Saturday, April 4, 2015



Some nights when my mind is not calm,
I can't cut off the tentacles of negativity
or make laughter ring from my lonely heart.
I feel the need for someone,
To be distracted from my thoughts,
But on some nights my thoughts need me,
& I let them have me,
Let them unfurl like smoke,
Like ferns,
Like tongues.
I let them curve into questions
& I don't always feel answers,
But I feel something,
Connected to my own interpreted universe,
My version of now,
& I think about everything that I perceive to be everything.
I just sit
& try to let my mind ride freely,
A moment away from the traffic of routine,
Away from the labels people are supposed to give me,
The clutter of what others have said to me,
The mindless letters & numbers,
& this sort of boring normalcy
That's only craved when your world is in chaos.
On these nights my escape is in my own head
& though I make no sound, I am not quiet.

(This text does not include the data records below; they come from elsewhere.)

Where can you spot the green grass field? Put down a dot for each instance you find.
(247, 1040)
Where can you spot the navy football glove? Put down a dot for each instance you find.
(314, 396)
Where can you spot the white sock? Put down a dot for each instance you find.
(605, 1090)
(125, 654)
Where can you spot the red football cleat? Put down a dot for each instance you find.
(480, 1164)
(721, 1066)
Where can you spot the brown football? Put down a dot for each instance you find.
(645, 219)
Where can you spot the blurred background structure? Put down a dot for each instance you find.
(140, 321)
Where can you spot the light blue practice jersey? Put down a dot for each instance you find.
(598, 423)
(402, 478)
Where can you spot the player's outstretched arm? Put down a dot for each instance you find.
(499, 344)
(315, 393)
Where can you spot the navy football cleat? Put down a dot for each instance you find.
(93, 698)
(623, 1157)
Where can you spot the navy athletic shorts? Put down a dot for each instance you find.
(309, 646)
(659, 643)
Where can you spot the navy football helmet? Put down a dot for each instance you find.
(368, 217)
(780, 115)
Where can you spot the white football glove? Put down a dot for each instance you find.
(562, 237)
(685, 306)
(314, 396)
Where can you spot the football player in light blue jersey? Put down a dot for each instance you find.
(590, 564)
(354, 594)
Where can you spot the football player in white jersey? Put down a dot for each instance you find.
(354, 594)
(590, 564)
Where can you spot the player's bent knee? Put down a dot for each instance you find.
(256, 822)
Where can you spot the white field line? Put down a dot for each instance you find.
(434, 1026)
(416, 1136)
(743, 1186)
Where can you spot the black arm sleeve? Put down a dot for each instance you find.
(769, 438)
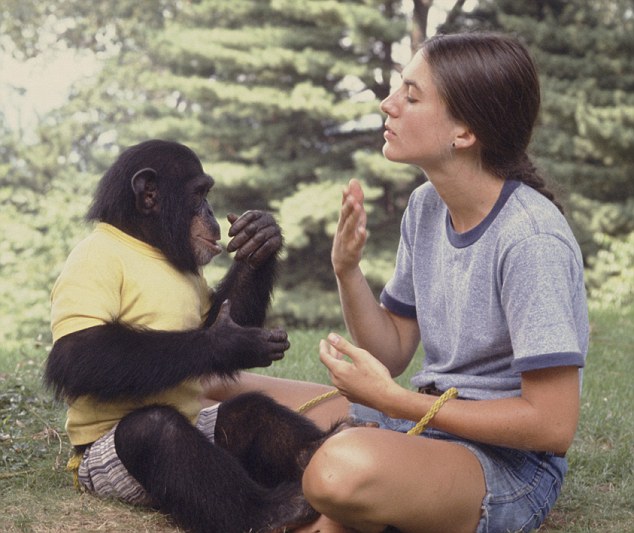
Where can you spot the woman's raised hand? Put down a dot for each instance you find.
(351, 234)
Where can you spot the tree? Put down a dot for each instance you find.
(585, 53)
(280, 99)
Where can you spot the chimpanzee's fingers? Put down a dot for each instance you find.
(247, 218)
(264, 242)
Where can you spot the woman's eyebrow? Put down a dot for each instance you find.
(411, 83)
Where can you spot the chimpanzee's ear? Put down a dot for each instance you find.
(145, 187)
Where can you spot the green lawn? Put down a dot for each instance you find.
(36, 494)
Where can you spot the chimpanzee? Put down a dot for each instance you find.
(135, 328)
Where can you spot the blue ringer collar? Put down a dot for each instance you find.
(462, 240)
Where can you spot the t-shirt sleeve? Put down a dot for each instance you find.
(87, 293)
(541, 300)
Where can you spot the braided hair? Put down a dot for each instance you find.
(489, 82)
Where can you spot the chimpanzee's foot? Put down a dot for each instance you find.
(294, 512)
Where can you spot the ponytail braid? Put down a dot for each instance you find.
(525, 171)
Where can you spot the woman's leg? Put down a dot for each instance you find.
(288, 392)
(369, 479)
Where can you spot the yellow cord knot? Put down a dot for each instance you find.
(422, 425)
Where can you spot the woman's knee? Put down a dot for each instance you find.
(341, 472)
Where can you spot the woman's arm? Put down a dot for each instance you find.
(543, 418)
(392, 339)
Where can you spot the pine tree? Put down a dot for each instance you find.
(280, 99)
(584, 50)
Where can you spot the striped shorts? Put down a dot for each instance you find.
(102, 472)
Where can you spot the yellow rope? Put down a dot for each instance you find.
(312, 403)
(73, 467)
(420, 427)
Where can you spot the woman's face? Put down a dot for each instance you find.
(419, 129)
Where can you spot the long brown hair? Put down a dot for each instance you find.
(489, 82)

My mind & heart operate me,
My love and curiosity animate me.
I thank my subconscious thoughts
for singing to people who understand,
Those in this life
Who have heard my heart beat,
Who have put their ear to my chest
& wanted to know what makes me alive.

You left so easily.
You kept a straight face
While I fell apart in the doorway.
I cast an invisible force field
That shook with my eyes and my words.
You didn't sound or look anything like this,
So anger took over me.
I threw your things,
Threw the last of you I could hold.
The words balled up in me
& I threw them against your back.
I shoved you as hard as I could think of
& you fell over
& told me I was fuckin' nuts
As you had a right to do...
Because I had to be as explosive 
As when we first came together!
However way you wanna read that.
But even if they were throwing things-
My arms were still open. 

I remembered you randomly today,
& thought about that one date.
You took me to a low-lit, 
cool-cocktail-named,
nothing less than $15 place
& talked about mixology
& I didn't care.
I thought it was cool that you had a tattoo
but also thought it was kind of a shitty tattoo.

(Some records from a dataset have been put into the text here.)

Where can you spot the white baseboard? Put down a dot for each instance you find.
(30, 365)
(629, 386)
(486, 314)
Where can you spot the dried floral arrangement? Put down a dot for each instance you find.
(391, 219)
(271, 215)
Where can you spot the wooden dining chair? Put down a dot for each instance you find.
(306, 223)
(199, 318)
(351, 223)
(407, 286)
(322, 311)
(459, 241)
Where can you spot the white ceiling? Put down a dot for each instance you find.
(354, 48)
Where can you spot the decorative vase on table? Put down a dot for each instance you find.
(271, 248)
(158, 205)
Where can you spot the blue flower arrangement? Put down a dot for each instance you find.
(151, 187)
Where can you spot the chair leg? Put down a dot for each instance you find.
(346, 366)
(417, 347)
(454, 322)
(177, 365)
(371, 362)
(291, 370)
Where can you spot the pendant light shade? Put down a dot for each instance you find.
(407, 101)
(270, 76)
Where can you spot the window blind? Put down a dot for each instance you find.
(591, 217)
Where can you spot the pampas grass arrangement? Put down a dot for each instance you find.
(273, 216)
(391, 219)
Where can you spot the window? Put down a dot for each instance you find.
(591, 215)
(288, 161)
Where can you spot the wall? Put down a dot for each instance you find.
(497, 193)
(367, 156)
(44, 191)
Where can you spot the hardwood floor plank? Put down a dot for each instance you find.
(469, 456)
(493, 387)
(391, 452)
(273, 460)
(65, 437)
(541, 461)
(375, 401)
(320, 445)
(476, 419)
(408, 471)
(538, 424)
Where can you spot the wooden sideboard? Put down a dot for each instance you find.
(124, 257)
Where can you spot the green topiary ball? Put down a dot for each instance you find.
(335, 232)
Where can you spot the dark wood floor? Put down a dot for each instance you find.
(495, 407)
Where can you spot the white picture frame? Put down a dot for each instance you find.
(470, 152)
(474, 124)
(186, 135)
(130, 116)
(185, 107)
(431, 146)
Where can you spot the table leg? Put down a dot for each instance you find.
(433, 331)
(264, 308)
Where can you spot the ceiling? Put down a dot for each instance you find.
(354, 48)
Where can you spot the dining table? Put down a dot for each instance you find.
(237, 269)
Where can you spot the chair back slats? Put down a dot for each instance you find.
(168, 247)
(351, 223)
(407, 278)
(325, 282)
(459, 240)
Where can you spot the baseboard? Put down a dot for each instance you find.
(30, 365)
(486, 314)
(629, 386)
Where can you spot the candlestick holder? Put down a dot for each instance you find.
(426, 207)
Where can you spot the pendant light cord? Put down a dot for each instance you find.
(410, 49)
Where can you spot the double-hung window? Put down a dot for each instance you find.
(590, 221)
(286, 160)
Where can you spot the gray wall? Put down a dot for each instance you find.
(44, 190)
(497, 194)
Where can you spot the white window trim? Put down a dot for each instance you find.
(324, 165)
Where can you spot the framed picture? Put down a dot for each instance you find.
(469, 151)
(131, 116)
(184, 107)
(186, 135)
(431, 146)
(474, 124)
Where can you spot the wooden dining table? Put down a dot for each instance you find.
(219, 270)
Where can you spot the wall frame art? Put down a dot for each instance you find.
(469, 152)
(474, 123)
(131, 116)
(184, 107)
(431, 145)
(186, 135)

You smoked 10, 000 cigarettes
& I felt mildly poisoned.
I always thought you were cute in highschool
& told you that years later on facebook.
I was caught in your social web
& decided to add another dimension
& meet in person.
So we did & we went to a few bars.
In the middle of one of them
you said: "Kiss me right now."
So I did
& we were a movie in the middle of mediocrity 
for just a memory of a moment.
Even a girl came up & said: "Y'all cant be kissing like that in front of all of us single people!"

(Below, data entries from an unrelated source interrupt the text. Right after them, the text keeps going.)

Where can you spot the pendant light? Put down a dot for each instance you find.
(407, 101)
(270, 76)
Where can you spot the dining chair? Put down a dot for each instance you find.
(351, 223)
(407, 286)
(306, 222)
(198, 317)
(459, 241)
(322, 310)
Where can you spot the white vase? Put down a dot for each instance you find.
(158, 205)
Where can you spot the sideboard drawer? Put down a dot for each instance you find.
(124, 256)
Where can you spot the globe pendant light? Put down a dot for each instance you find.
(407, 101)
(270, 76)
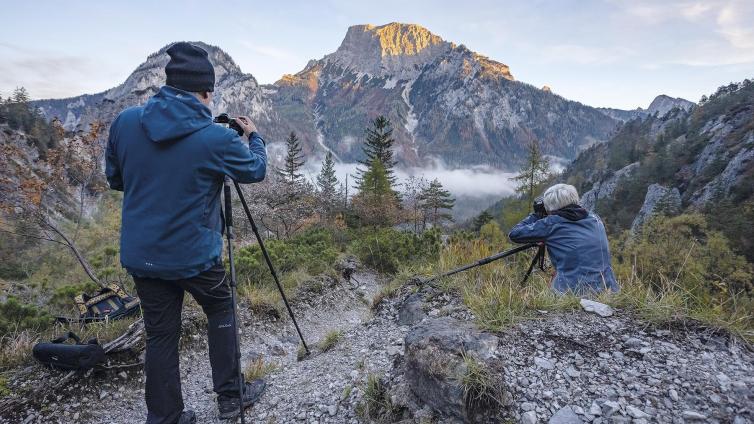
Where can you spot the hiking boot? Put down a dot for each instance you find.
(228, 406)
(187, 417)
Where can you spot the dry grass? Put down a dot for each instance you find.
(496, 296)
(15, 348)
(331, 340)
(262, 300)
(480, 385)
(375, 405)
(258, 369)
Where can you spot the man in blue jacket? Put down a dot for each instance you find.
(169, 159)
(575, 239)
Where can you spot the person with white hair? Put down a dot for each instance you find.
(575, 239)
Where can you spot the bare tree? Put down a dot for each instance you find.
(42, 197)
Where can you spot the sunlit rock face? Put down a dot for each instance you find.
(394, 49)
(445, 101)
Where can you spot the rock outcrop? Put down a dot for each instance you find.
(450, 366)
(604, 189)
(659, 199)
(663, 104)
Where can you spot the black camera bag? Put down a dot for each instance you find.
(61, 355)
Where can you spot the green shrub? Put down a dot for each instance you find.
(313, 252)
(16, 316)
(385, 249)
(683, 251)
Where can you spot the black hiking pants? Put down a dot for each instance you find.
(161, 304)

But I started laughing and told her it was our first kiss
& she said "Damn! Really?!"
Because I knew, 
& I guess everyone else knew, that looked good.
So we give that kiss room to escalate,
We go back to your place.
I know it's fast but there I am,
looking at your tv show collection naked
& judging your choices
Game of Thrones, not bad,
back to pretend sleeping in this new environment.
Then there's some romantic morning boner
& you walk me out
& call me dude
& give me a poor excuse for a hug 
while my wincing face is on the other side of your shoulder.
I laugh and shake it off as soon as my car key turns
& only think of you 
when you come up as a dumb anecdote.